Description:
On a development Enterprise monitor server the setup ran out of disk space. This obviously is the fault of the person who installed it (me). I resolved the problem by adding more and restarted MEM. As might be expected on startup the different agents are shown as being down so there's a lot of "red" on the dashboard indicating issues. This is to be expected. On startup the load on the dashboard is very high, and on the server concerned it takes quite a while to get up and running again.
However, as the agents start to report in it is very hard to see the recovery process, that is see state changes where for example you see that the agent is reported down but then see that it is up, and the same for the "database" connections each agent manages.

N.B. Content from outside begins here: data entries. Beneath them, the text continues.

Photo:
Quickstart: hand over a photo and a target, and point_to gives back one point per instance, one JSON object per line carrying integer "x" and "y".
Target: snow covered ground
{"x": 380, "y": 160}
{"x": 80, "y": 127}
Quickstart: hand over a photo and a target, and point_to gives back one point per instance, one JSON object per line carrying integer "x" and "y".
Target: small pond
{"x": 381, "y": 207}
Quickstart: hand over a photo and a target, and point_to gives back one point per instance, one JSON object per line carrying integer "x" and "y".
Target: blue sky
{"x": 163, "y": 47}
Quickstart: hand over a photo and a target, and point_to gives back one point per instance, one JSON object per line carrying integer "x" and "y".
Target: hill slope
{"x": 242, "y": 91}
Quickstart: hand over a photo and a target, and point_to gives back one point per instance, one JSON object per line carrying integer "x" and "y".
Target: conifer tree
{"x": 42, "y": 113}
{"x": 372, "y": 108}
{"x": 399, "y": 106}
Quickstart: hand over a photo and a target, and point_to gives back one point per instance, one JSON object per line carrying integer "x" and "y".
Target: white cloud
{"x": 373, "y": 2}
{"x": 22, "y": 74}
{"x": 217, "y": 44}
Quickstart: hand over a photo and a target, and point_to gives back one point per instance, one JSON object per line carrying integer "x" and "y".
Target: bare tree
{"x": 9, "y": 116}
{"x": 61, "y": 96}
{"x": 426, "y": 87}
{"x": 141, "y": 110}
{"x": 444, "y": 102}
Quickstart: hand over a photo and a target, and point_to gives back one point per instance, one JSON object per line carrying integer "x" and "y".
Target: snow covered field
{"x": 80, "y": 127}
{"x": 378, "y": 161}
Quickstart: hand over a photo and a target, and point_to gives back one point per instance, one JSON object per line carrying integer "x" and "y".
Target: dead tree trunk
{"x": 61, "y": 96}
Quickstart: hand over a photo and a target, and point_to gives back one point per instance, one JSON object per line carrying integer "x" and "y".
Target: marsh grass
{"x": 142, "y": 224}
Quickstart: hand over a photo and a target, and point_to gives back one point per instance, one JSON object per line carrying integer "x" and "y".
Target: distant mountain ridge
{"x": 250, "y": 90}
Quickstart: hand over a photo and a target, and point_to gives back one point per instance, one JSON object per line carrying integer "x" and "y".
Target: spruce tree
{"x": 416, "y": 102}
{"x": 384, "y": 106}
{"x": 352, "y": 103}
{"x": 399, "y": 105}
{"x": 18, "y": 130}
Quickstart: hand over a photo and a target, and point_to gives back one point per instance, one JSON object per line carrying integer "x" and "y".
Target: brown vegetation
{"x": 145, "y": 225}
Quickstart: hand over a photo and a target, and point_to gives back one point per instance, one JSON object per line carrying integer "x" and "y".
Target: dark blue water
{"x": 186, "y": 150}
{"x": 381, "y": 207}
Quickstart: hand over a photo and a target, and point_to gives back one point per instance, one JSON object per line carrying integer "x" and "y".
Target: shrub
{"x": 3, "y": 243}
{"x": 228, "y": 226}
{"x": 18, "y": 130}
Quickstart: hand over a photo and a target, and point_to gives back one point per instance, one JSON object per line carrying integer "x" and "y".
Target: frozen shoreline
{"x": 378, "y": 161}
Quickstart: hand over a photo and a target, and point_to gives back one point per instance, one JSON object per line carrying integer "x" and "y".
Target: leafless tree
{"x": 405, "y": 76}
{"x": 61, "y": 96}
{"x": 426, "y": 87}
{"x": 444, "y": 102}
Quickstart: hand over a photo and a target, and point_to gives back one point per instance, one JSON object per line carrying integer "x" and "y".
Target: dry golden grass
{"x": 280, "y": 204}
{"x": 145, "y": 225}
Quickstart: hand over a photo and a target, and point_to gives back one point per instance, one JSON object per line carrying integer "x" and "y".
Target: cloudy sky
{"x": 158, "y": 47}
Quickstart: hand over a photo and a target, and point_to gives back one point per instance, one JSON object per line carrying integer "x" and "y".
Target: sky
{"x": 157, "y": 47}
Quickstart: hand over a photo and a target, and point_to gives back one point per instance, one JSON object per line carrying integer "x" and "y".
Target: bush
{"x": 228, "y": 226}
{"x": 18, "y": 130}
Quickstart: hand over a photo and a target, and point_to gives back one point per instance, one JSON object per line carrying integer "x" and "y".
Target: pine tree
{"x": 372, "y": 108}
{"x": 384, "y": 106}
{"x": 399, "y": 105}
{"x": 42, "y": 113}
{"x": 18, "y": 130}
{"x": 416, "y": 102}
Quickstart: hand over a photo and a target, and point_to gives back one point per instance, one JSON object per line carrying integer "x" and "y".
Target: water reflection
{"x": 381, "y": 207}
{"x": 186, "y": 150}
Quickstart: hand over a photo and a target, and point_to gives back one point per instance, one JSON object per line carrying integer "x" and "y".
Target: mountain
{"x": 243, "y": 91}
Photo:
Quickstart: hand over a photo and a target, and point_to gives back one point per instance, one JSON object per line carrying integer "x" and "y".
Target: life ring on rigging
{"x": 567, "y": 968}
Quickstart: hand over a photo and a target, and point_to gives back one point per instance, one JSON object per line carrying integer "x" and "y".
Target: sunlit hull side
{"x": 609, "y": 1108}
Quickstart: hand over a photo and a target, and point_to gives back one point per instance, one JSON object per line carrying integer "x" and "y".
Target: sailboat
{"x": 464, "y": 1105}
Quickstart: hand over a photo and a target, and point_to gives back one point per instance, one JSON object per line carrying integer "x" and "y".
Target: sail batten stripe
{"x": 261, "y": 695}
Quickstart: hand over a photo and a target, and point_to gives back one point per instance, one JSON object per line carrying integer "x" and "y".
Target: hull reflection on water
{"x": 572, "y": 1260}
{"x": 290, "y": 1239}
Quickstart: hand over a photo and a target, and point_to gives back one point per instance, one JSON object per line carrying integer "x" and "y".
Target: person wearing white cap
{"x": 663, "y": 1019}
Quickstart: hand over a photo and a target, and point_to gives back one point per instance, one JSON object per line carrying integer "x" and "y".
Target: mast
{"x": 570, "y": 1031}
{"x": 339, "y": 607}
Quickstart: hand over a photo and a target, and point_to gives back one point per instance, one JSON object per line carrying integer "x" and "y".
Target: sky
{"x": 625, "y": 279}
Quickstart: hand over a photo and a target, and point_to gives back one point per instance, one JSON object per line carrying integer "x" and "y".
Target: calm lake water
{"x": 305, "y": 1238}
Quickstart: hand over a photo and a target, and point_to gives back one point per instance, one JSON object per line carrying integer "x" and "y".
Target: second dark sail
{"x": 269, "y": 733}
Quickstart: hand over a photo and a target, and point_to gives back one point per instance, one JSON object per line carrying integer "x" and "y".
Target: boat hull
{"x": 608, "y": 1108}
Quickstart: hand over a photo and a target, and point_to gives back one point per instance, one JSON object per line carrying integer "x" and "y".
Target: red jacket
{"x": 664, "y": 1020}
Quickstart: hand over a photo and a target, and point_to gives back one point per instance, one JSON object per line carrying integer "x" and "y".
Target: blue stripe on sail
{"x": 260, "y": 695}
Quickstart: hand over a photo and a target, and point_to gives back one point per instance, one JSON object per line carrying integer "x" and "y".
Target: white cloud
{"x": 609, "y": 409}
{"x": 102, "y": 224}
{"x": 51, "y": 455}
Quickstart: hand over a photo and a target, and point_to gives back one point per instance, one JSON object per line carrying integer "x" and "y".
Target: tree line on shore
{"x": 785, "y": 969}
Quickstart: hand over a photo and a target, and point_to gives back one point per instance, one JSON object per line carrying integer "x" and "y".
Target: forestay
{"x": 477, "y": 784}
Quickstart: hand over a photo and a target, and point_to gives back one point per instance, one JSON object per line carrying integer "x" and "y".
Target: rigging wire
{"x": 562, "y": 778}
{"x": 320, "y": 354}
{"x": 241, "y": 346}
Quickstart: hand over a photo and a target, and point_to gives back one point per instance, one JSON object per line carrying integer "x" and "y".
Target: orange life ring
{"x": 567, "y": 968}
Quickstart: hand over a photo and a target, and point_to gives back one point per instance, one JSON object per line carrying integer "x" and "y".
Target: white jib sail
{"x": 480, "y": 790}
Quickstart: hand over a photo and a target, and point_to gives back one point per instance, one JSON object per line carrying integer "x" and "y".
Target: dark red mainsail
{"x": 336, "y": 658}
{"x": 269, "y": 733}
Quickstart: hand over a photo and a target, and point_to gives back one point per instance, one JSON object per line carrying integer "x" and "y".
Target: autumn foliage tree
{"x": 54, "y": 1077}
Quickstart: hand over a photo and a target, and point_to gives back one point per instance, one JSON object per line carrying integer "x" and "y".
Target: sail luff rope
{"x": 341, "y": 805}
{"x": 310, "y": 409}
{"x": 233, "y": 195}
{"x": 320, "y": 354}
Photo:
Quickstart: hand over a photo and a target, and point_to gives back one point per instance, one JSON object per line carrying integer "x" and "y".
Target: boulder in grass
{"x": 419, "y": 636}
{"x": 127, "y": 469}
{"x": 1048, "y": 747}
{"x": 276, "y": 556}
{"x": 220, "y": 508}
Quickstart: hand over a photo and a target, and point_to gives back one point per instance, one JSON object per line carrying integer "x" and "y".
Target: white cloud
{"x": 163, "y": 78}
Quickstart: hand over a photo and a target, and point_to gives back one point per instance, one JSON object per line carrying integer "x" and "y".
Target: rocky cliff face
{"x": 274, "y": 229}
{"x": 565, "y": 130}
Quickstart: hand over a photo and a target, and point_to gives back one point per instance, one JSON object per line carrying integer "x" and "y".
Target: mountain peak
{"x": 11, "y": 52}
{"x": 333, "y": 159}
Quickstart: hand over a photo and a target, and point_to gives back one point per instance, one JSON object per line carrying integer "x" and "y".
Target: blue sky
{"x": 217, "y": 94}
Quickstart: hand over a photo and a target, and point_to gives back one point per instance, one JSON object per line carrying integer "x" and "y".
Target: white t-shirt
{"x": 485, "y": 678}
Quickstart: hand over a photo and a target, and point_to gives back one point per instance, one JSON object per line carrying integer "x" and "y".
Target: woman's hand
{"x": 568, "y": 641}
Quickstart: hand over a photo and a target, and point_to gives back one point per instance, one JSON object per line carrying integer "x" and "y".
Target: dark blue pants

This makes it hard to determine if MEM is really recovering or not. All you can see are a lot of errors and you have to wait for the screen to refresh and hope that the number of errors goes down.
How to repeat:
see above.
Suggested fix:
There are log files (visible from the MEM dashboard) but they can not be easily queried to see this.
It would be nice to see some sort of time based logging where at a very high level you can see if an agent's reachability status changes, or if the reachability of a monitored server changes. These 2 things are at least the most high level indications of things working correctly, and it comforting on a system that was not working to see it "recover", something like (very high overview):
<timestamp> server1 agent ..... : agent is now connected
<timestamp> server1 <mysql_instance_x> : connection reestablished.
<timestamp> server2 agent ..... : agent is now connected
connected / connection [re]established etc may not be the correct way to express this but what this allows you to see is that the monitoring of these servers/mysql instances is working correctly (or not).